Ольга подергала ее за бечевку в трусах:
— Боялась потерять?
— Веревочка не из-за денег, — невинно пояснила младшая сестра. — Веревочка — чтоб… на всякий случай. А то, Таня говорила, в городе охальничают.
Ольга улыбнулась, потом засмеялась, а потом и вовсе расхохоталась до слез, а насмеявшись, махнула рукой:
— О господи! Вообще-то ладно… Все правильно.
В то время Ольге было не до сестры: с мужем недавно развелась — пил; другую работу подыскала — из общежития выгнали, едва частную квартиру нашла. А тут младшенькая приехала.

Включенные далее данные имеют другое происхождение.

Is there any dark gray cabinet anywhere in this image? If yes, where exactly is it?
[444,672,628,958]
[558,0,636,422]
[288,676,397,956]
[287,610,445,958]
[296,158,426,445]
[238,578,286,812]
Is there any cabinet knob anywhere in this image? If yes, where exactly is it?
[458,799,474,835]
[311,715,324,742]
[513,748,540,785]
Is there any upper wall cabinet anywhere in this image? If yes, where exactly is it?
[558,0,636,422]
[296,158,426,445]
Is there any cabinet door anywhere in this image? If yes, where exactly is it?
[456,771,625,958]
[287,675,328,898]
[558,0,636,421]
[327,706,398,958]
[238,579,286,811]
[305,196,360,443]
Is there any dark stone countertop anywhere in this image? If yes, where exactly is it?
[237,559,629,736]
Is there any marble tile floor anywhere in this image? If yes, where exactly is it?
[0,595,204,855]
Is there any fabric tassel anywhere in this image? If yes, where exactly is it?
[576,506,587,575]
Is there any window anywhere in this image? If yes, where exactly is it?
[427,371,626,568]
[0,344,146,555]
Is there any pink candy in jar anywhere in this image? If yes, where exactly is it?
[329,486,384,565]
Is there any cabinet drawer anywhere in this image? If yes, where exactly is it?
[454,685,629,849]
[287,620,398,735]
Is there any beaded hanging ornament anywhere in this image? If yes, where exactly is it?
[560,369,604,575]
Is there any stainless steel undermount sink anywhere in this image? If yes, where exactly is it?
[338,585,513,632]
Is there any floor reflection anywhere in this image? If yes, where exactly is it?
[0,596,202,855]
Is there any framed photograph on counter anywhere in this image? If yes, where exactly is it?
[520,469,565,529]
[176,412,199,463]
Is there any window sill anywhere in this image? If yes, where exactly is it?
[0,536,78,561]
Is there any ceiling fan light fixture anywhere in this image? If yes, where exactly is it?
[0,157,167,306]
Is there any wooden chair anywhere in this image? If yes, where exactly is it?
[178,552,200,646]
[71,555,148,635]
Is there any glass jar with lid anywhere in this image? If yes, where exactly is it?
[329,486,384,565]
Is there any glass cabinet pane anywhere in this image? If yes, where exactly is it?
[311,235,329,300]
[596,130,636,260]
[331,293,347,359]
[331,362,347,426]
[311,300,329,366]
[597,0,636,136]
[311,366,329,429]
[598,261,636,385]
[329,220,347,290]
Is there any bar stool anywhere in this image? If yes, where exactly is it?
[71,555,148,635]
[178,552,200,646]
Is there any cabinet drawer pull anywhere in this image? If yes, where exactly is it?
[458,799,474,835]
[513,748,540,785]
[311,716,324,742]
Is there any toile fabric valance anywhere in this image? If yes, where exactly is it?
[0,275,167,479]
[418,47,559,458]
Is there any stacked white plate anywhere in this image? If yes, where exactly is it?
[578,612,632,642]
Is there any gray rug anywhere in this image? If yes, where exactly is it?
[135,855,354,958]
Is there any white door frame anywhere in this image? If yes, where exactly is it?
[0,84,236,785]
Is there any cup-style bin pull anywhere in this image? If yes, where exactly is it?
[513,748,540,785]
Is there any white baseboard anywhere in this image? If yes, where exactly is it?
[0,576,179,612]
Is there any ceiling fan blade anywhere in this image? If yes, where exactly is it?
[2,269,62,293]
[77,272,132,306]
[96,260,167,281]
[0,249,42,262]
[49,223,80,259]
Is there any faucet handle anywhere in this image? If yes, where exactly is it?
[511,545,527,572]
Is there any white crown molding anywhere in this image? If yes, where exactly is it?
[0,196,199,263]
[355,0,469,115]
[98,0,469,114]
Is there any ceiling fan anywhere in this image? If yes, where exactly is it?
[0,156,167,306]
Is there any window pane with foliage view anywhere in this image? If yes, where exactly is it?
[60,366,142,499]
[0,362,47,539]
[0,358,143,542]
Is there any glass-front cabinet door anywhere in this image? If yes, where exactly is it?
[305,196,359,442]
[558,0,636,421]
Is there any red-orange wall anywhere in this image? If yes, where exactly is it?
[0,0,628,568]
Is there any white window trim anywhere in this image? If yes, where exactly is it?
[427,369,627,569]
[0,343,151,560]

Отец, узнав о неожиданном путешествии Шуры, прислал следом письмо: раз самовольничаешь, девка, то и живи самостоятельно, как знаешь, от меня помощи не жди.
На первых порах и смех и грех было с Шурой. Простодушие ее и наивность не знали предела, и вела она себя как в лесу. В автобус или в троллейбус с нею хоть не садись — глядь, уж посунулась к окошку и поет — громко, на весь автобус; Ольга ее одернет, она ей:
— А чо, нельзя? Ой, Оля! Я в поезде ехала — всю дорогу пела. На меня из соседнего вагона приходили посмотреть: не радио ли у вас так орет?!
Спросить о чем-нибудь, сказать что-то — обязательно громко, во всеуслышанье.